I was greatly disturbed both by Satyrus’s friendship and by Domitius’s — the man on whom alone our canvass most leans. I made these things plain to Caecilius, and at the same time pointed out that, had he been contending alone with Satyrus alone, I should have given him satisfaction. As things are now, in the cause of all the creditors, men of the highest standing, who without the man Caecilius would put forward in his own name could easily sustain the common case, it was fair that he should consider both my obligation and my circumstances. He took this harder, it seemed to me, than I should have wished and than well-bred men usually do, and afterwards withdrew utterly from the daily intercourse of a few days that we had begun. From you I beg pardon for this, and ask you to think that I was kept by humanity from going against the highest reputation of a friend in his bitterest hour, when he had laid all his zeal and offices upon me. If you wish to be harder on me, you will think canvassing-ambition stood in my way. But I think, even if it did, I should be pardoned — epei ouch hierēïon oude boeiēn (“since not for a sacrificial victim or an ox-hide,” Iliad 22.159: the prize is large). For you see in what race we are running, and how we think every favour must be not only kept but even acquired. I hope I have proved my case to you; I certainly wish so.

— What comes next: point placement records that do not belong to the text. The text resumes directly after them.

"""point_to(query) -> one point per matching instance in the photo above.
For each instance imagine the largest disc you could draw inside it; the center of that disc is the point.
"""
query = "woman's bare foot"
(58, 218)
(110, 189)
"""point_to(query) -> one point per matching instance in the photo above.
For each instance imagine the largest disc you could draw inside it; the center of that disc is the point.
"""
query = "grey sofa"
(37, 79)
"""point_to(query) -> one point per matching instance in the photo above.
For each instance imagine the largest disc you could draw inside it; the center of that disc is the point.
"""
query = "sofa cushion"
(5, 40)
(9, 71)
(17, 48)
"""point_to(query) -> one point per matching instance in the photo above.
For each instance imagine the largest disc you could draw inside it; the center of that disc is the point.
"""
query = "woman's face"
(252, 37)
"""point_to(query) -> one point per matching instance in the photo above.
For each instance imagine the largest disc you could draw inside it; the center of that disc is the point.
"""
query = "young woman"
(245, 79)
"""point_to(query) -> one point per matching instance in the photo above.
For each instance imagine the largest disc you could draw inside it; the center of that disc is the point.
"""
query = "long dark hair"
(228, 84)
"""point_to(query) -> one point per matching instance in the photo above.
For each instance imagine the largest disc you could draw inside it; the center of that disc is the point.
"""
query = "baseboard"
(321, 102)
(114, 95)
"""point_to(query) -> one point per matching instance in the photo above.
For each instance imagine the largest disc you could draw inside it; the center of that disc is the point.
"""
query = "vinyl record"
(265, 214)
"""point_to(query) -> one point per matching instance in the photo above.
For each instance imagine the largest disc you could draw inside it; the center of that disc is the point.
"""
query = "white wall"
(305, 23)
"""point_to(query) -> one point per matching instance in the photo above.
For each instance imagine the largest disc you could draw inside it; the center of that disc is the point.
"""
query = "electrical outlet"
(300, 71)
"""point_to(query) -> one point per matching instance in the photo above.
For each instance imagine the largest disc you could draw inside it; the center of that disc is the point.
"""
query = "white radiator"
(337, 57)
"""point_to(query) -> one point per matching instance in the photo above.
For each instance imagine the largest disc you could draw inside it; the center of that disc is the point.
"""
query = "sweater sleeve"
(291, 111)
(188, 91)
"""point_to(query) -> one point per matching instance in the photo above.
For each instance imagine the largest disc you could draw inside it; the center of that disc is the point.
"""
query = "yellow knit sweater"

sane sum perturbatus cum ipsius Satyri familiaritate tum Domiti, in quo uno maxime ambitio nostra nititur. demonstravi haec Caecilio simul et illud ostendi, si ipse unus cum illo uno contenderet, me ei satis facturum fuisse; nunc in causa universorum creditorum, hominum praesertim amplissimorum, qui sine eo quem Caecilius suo nomine perhiberet facile causam communem sustinerent, aequum esse eum et officio meo consulere et tempori. durius accipere hoc mihi visus est quam vellem et quam homines belli solent, et postea prorsus ab instituta nostra paucorum dierum consuetudine longe refugit. abs te peto ut mihi hoc ignoscas et me existimes humanitate esse prohibitum ne contra amici summam existimationem miserrimo eius tempore venirem, cum is omnia sua studia et officia in me contulisset. quod si voles in me esse durior, ambitionem putabis mihi obstitisse. ego autem arbitror, etiam si id sit, mihi ignoscendum esse, ἐπεὶ οὐχ ἱερήϊον οὐδὲ βοεΐην. vides enim in quo cursu simus et quam omnis gratias non modo retinendas verum etiam acquirendas putemus. spero tibi me causam probasse, cupio quidem certe.
Your Hermathena delights me very much, and is so prettily set up that the whole gymnasium seems an offering, anathēma, to it. We love you greatly.
Hermathena tua valde me delectat et posita ita belle est ut totum gymnasium eius ἀνάθημα esse videatur. multum te amamus.